Style

Crocs Cowboy Boots? ‘Don’t Overthink It.’

John Wayne never dreamed of this kind of ventilation.

A pair of cowboy boots was unveiled on Thursday by Crocs, the footwear brand best known for aesthetically questionable clogs that combine the composition of a pool noodle with the perforation of Swiss cheese.

The new boots make regular Crocs look like dress shoes. Picture a pair of the clogs rendered in a glossy, black crocodile-skin texture. Then add the top half of a cowboy boot, complete with pull straps and hokey embroidery. Then add spurs.

“I did a little bit of a double take,” said Steve Natto, 25, a sneaker YouTuber in Philadelphia, when he saw the shoes on Instagram on Thursday.

That was most likely the goal for Crocs, a brand that has courted attention and outrage online through a series of bizarre shoe releases. There were the KFC chicken-scented Crocs in 2020 and the high-heeled Crocs, created in collaboration with Balenciaga, in 2021. Just last month, the company released chartreuse Shrek Crocs with ears.

The cowboy boots, which go on sale on Oct. 23 for $120 a pair, also follow in the footsteps of the Big Red Boots created by the smart-alecky collective MSCHF — another stunt item that was hailed as an ironic masterpiece online.

Will customers find the Crocs cowboy boots similarly hilarious?

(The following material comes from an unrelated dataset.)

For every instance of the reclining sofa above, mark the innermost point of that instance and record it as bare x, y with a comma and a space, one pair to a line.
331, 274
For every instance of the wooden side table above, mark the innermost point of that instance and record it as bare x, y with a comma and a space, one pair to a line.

Or have they begun to tire of the viral footwear shtick?

“I think there’s definitely going to be a market for it,” said Mr. Natto, who was among the first to clomp around in the MSCHF boots on social media. Although he couldn’t imagine wearing the boots to run errands, he said, he would certainly post in them.

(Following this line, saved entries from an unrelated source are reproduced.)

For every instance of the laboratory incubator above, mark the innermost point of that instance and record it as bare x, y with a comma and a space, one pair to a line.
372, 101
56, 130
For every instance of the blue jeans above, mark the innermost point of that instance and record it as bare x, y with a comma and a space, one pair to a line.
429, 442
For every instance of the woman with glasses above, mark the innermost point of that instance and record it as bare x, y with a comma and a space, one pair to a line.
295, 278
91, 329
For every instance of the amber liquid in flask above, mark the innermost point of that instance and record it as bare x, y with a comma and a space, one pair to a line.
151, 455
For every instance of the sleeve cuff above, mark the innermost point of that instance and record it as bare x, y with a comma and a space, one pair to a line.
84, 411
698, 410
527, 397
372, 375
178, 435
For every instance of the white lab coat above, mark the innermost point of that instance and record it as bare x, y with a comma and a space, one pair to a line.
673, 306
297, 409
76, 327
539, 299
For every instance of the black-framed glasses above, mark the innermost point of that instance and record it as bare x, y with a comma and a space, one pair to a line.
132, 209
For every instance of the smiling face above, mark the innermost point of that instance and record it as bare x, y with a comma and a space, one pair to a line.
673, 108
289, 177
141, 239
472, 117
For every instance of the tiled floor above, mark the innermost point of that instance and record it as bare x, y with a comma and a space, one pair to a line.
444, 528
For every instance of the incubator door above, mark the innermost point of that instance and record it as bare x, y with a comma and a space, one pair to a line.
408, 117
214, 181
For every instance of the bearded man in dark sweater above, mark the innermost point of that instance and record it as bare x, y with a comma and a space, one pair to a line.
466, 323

The idea for Crocs cowboy boots came from memes made by fans on social media, according to Heidi Cooley, the company’s chief marketing officer. The brand’s design and product development teams met in January to discuss ideas they had seen floating around online, and hoped to select one to release during the month the company has christened “Croctober.”

As soon as the cowboy boot idea came up, it was game over. “That meeting took us about 12 minutes,” Ms. Cooley said.

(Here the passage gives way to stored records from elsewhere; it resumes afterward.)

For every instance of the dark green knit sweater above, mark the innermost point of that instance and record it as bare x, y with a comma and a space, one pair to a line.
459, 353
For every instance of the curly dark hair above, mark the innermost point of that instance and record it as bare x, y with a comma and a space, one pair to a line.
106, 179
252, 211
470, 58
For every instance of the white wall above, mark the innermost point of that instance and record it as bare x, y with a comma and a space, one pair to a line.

The design team got to work, fine-tuning the decorative stitching and suggesting a detachable spur. When a fan has a funny idea, she added, “we don’t overthink it.”

Crocs exploded in popularity in the early months of the pandemic, when comfort took precedence over stylishness for many customers. The brand’s sales have remained strong in recent years, and the company has cultivated a following among Gen Z customers.

Ms. Cooley said the company’s marketing team was aware that even its tamest products are polarizing. All the more reason to dive headfirst into meme culture, she said, and to design novelty products to generate conversation.

“It is disruptive, and it allows Crocs to leverage what we believe is a competitive advantage,” she said. “We love creating things that nobody thinks we can.”

She declined to say how many cowboy boots would be manufactured. The team had been surprised in the past by higher-than-expected demand for some of its novelty products, she said.

Many apparel brands would risk undermining their credibility with a stream of gag products, said Jared Watson, an assistant professor of marketing at the New York University Stern School of Business. But Crocs has found a way to poke fun at people who already think the shoes are ugly. “With that sort of mentality of hate-consumption or hate-engagement, Crocs has had this opportunity to really push those boundaries,” he said.

Crocs may also be trying to capitalize on a recent wave of interest in western apparel. Beyoncé’s Renaissance World Tour this summer was packed with cowboy hats decorated to look like disco balls. In the audience for Taylor Swift’s Eras Tour, cowboy boots tapped along with the pop star’s early-career country hits.

Still, some frontiers are too wild even for the most passionate of Crocs fans.

Professor Watson, who owns three pairs of classic Crocs, recently joined an online waiting list to buy the Shrek clogs. But he bailed at the last second, struggling to imagine the shoes working as well offscreen.

“I will not wear those in public,” he said. “I don’t want people to think I’m a weird person.”